The actual logic that is involved with processing a single SMS is not exactly trivial, but here is an overview of how the messages and delivery reports travel through our systems.

Sending SMS Messages

Messages being sent to mobile devices, also known as MT SMS. Most often, these are notifications from systems or services to a person, but other kinds of traffic also fit this category.

API

The API receives the request and performs a series of validation processes. Assuming that the data adheres to our schemas, it is passed to the queue and processing systems.

The schema performs several checks, but it is important to note that it does not check whether an SMS is deliverable, simply because that would take too long to fit within the time frame of an API request. Instead, once the API has verified that the SMS can be sent, it is passed to the next step.

Processing

Processing is the heart of the system. Here, the SMS is saved in our databases and routed to operators based on the recipient MSISDN and sometimes specific customers preferences.

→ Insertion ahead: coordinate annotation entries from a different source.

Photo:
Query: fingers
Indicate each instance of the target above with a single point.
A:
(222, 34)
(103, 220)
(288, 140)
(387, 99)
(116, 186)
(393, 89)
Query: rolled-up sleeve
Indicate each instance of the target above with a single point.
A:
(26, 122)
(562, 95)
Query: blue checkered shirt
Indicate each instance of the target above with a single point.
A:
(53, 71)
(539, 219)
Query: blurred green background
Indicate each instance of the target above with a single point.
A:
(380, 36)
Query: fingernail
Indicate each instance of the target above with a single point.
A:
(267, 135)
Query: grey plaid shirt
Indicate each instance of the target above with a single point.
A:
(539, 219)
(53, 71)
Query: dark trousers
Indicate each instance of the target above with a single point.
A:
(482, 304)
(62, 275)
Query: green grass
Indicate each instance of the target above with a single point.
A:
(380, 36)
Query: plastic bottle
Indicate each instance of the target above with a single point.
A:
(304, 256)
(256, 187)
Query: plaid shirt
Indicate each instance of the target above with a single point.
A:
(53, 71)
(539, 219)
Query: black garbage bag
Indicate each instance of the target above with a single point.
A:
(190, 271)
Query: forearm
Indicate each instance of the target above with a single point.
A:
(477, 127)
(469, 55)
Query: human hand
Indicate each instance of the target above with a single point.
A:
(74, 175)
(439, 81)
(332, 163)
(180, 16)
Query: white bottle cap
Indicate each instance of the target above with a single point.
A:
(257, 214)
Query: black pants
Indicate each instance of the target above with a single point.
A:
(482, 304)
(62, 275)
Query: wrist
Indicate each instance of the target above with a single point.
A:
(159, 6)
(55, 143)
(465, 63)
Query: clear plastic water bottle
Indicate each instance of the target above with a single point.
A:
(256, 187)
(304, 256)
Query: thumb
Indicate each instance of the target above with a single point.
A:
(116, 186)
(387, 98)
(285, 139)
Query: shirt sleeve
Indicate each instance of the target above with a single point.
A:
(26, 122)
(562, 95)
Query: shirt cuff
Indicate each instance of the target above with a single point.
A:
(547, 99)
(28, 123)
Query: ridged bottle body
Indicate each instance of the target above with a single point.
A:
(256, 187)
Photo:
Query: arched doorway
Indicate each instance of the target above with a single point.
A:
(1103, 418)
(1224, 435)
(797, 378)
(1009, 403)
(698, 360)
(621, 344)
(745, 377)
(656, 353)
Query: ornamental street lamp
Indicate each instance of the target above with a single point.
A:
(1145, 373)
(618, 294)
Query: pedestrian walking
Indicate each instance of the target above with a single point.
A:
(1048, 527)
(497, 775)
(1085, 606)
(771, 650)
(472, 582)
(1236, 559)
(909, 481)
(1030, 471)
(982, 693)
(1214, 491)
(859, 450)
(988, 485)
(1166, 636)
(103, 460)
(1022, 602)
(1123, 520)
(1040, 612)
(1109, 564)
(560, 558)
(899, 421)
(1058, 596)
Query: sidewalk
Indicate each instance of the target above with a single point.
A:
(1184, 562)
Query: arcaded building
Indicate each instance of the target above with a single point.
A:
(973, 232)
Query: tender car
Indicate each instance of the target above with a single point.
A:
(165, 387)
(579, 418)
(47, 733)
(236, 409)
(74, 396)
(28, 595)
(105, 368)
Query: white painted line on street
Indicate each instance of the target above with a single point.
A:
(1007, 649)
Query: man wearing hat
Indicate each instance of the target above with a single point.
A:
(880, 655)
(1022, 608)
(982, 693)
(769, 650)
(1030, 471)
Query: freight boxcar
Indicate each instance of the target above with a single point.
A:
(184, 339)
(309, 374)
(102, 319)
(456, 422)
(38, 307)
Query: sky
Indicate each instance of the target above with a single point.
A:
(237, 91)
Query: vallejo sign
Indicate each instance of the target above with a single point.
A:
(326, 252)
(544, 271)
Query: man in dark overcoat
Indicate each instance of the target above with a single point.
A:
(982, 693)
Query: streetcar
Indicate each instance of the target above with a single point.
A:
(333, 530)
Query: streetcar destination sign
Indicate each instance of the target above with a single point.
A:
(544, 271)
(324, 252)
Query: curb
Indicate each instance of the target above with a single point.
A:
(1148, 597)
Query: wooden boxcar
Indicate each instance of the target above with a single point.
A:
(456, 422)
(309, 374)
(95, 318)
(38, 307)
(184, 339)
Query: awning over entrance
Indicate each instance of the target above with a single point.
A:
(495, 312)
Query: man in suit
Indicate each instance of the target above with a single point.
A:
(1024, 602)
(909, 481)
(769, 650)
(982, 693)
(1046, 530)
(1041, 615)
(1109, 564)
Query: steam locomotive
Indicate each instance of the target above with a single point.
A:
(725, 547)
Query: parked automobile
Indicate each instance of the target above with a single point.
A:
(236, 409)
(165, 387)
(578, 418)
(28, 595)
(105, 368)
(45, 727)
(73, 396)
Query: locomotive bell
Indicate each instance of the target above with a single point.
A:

This is also the step where we have the time to perform a number of checks, such as running each SMS through filters that look for malicious use, and reject the SMS, if there is a match.

Forwarding

The SMS is forwarded to a specific connection. Some use SMPP and others a custom HTTP connection. Some connections are able to absorb more traffic than others, but in the end most operators impose a limit on how many SMS messages can be submitted in a given time interval.

Delivery Reports

Once the SMS has been accepted by the operator or gateway that we routed to, we start receiving status reports. These reports are then passed to the processing system, where the destination of the delivery report (if any) is looked up. The report is subsequently passed on to the webhook system.

Webhooks

Sending a delivery report is actually just a content encoding step and a HTTP request. The complexity arises from imposing a throttle, which ensures that most reports arrive safely instead of the server receiving too many requests than it is able to respond to.

Receiving SMSes

This covers messages sent from devices also known as MO SMS. They most often come in the form of replies to a previous MTSMS from a service as explained above.

Arrival

When an MOSMS arrives to our system via one of our many connections, the system backing the connections performs a number of very basic validation processes and forwards it to processing.

Proccessing

We either use the recipient number to determine the message destination, in case the whole number is owned by a single customer, or we extract the keyword (the first word in the message text itself) and use the recipient number in combination with the keyword, in case it is a keyword on a shared number.

Once the message destination is determined, we pass the message over to delivery.

Delivery

Final message delivery happens either to the customer’s webhook or via a connected SMPP connection, depending on how it is configured.